Accompanying Hobo Johnson for the entirety of tour schedule was the 2nd act of the evening, San Diego based recording artist and pianist, Ashe. The young vocalist was tastefully dressed in a what you could compare to a Stevie Knicks outfit specifically made for a Dukes of Hazard episode. Her attire in tandem with her sultry vocal performance undoubtedly captured the vibe of the venue. She opened with a softly crooned cover rendition of the timeless classic, “Pure Imagination”.
It seems like many of us, Ashe was captivated by the mystic of Willy Wonka and The Chocolate Factory movie as well. Ashe eloquently performed her setlist showcasing songs from her latest release, The Rabbit Hole. She also expressively treated the listeners to a couple new records which went over really well. After a stellar performance from top to bottom where she claimed, “We’re all just wingin’ it”, Annie and I made an effort to wing it up with Ashe for a merchbooth “selfie” after her set. The results of that selfie are below!

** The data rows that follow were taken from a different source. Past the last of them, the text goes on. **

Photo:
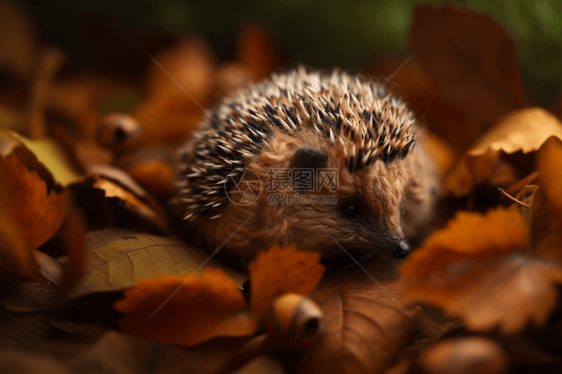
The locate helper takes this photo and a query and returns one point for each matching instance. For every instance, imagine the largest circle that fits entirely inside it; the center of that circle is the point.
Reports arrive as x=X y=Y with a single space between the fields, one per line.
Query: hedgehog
x=320 y=160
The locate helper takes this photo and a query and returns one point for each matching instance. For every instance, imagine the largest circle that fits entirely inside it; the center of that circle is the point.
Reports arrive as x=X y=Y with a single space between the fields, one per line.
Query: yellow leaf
x=207 y=306
x=279 y=271
x=523 y=130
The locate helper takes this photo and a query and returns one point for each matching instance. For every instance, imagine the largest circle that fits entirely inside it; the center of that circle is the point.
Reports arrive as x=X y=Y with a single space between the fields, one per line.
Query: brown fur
x=397 y=197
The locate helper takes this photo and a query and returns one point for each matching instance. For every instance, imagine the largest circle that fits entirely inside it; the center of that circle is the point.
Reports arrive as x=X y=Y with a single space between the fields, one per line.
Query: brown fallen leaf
x=15 y=255
x=469 y=236
x=523 y=130
x=114 y=191
x=457 y=129
x=38 y=213
x=517 y=186
x=154 y=168
x=443 y=155
x=546 y=209
x=169 y=114
x=506 y=291
x=280 y=271
x=207 y=306
x=117 y=184
x=556 y=108
x=231 y=76
x=256 y=49
x=262 y=364
x=41 y=155
x=18 y=41
x=479 y=269
x=294 y=321
x=49 y=61
x=471 y=58
x=464 y=356
x=119 y=258
x=365 y=327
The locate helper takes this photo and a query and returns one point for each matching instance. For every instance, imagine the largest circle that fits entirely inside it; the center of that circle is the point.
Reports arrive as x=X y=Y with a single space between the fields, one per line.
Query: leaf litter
x=71 y=191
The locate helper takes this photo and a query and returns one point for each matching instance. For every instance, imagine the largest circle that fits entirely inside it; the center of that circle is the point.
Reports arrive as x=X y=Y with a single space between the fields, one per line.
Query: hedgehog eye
x=350 y=209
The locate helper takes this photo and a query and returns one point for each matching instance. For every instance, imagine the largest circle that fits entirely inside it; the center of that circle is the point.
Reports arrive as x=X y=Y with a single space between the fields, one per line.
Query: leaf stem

In much anticipated fashion, it was time for the main act of the night, Hobo Johnson and The Lovemakers. Unseen before by any Vegas crowd, Hobo Johnson took to the mic and started the main event. The self proclaimed “stunt puller from birth” opened the show off stage and amped up the venue by bumping the Space Jam anthem, “Are You Ready For This?”. This took Annie and I by surprise as I’m sure it did everyone else in attendance. What was very evident in that moment was that we were on the cusp of experiencing something legendary. Hobo began to announce each member of the band with the vocal swag of a NBA announcer and called for each of The Lovemakers to hit the stage. Each would enter throwing red roses to the unsuspecting members of the audience which became a “you had to be there moment” in my book. The sincerity of the group’s gesture was the ideal first impression for a young band performing in Las Vegas for the first time, especially for an all ages show.
From past experiences, being apart of an all ages crowd is an awkwardly beautiful thing. The older generation becomes immersed in the hilarious absurdness of die-hard fandom while the future music lovers accompanying their parents are dispersed amongst them. The musical atmosphere gave me the feeling of laying on a carpet listening to sultry ballads on vinyl with a slight, satyrical tone.
The melodious young musicians started the show with a musical plea of a pseudo love story written by Hobo Johnson, “Romeo and Juliet.” The overwhelming crowd participation fueled the spastic movements of pure energy Hobo Johnson is adored for. Johnson’s fixated gaze on members of the crowd reflected the genuine intentionality of every lyric written and delivered.
Record after record, The Lovemakers remained in musical sync with their maestro for their segment on stage. During a band break, Hobo strolled in front of the stage’s keyboard and went into a more intimate vibe as members of The Lovemakers band took their leave. Johnson took that moment to allow his lyrics and the music to converge together in his being and displayed it for the room without restraint. For the most loyal Hobo Johnson fan, you were a passenger on Frank’s, unfiltered emotional rollercoaster..
Hobo played his last chord of the night and the room quickly filled with the verbal thunder of an emotionally sanctified audience.
Whether or not you were an official Hobo Johnson fan at the beginning of the show, you left that night harboring an emphatic compassion for the musical stylings of The Lovemakers, the lyrical deliverance of Hobo Johnson, and undying respect for the guy behind the persona.